Apesar dos horrores experimentados nos Estados Unidos da América, Martin Luther King Jr. tinha a esperança e a convicção de que seus sonhos de equidade poderiam ser materializados. Seguimos na mesma direção de que os homens e mulheres têm potencial para serem melhores. Logo, o Estado será uma instituição que vai estar a favor de todos.

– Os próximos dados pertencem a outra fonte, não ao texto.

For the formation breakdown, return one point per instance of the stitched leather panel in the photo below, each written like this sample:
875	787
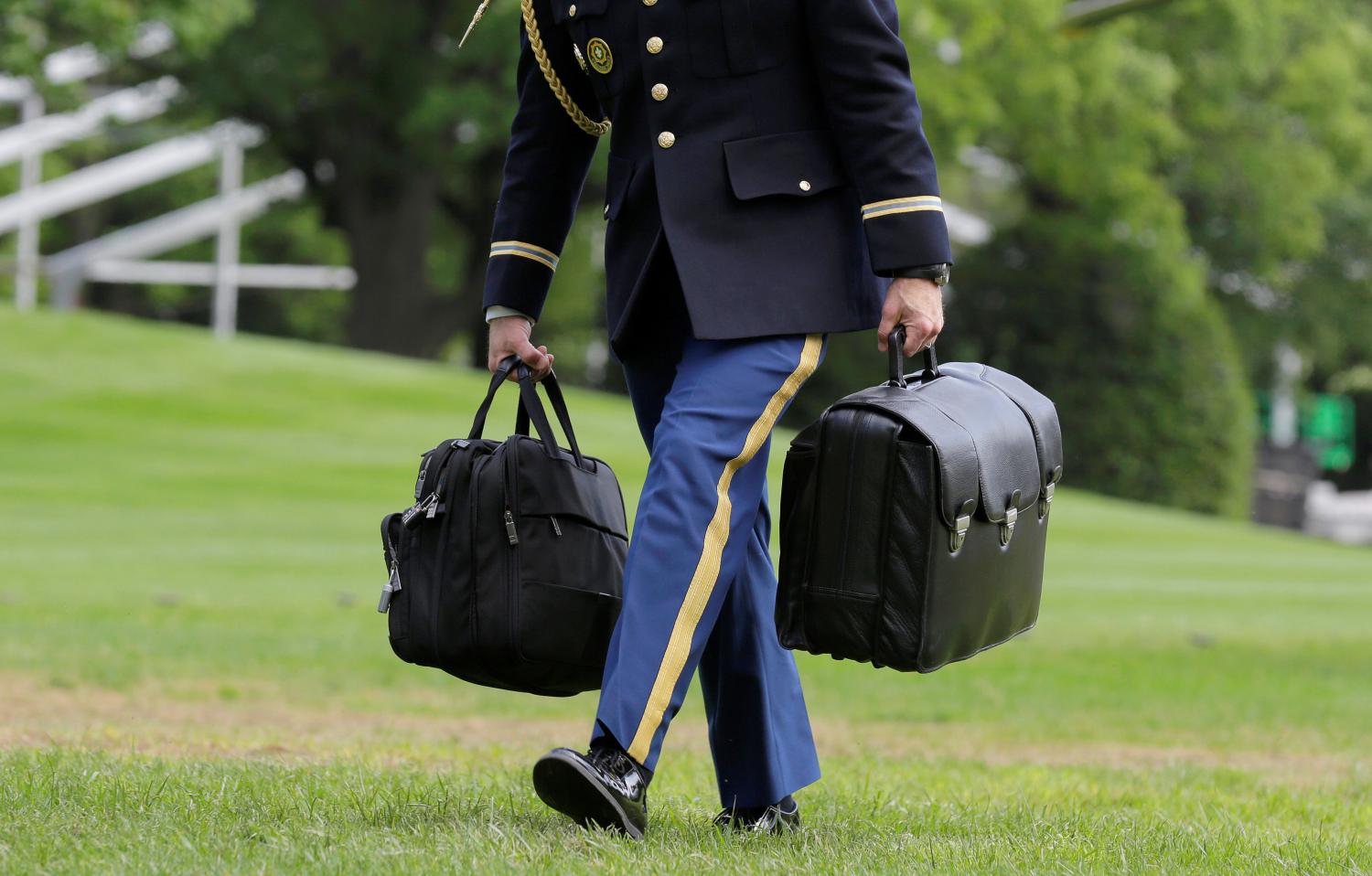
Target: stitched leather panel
988	435
982	595
858	450
1042	413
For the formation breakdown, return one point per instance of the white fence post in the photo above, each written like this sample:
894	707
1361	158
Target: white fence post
227	246
30	177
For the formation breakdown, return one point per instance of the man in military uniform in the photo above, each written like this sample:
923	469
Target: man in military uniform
768	184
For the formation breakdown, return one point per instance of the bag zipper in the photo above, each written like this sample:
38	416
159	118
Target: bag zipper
392	582
430	506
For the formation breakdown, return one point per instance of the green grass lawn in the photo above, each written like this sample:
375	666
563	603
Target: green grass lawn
192	675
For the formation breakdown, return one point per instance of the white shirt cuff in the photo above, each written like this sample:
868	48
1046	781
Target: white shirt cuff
496	312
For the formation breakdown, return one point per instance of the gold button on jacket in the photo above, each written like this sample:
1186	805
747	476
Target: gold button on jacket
724	142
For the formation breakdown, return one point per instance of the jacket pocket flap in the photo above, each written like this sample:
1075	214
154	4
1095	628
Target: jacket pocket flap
800	162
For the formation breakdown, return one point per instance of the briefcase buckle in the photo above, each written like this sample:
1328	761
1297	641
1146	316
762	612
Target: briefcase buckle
959	533
1007	528
1045	500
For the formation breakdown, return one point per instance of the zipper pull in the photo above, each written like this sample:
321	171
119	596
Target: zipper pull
392	585
412	517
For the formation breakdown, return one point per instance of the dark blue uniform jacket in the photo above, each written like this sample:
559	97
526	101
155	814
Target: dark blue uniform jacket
774	143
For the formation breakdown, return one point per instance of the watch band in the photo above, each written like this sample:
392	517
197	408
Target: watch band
938	273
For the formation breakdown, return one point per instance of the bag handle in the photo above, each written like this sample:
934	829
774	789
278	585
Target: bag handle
896	361
497	379
534	408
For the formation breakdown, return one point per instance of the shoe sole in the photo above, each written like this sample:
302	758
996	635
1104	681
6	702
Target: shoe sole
570	787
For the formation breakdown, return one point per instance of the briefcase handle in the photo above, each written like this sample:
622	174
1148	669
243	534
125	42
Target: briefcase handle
896	361
498	376
530	408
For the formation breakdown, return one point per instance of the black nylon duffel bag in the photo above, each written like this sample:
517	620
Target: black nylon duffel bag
914	517
508	569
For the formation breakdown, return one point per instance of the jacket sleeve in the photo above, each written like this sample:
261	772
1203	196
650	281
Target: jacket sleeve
545	170
873	109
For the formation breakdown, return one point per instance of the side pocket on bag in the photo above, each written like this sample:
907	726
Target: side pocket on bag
798	500
394	540
564	625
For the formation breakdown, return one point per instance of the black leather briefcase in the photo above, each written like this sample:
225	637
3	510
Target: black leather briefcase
914	517
508	568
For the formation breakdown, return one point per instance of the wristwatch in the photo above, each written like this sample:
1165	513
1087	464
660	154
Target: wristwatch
938	273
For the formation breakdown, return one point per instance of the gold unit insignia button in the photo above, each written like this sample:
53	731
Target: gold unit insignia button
600	55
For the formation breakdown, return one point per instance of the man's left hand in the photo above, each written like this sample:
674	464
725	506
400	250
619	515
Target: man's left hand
916	304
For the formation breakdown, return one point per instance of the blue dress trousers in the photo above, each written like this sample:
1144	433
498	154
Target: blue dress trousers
767	169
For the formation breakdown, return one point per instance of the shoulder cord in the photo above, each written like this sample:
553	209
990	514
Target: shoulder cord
545	65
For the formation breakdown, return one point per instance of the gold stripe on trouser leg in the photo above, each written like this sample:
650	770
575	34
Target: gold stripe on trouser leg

Por Waleska Miguel Batista, Doutoranda em Direito Político e Econômico pela Universidade Presbiteriana Mackenzie, Mestra em Sustentabilidade e Graduada em Direito pela Pontifícia Universidade Católica de Campinas. Integrante do Grupo de Pesquisa Estado e Direito no pensamento social brasileiro, vinculado ao Mackenzie. Advogada.

Referência: KING, Martin Luther. A autobiografia de Martin Luther King. Org. Clayborne Carson; Tradução Carlos Alberto Medeiros. 1. Ed. Rio de Janeiro: Zahar, 2014.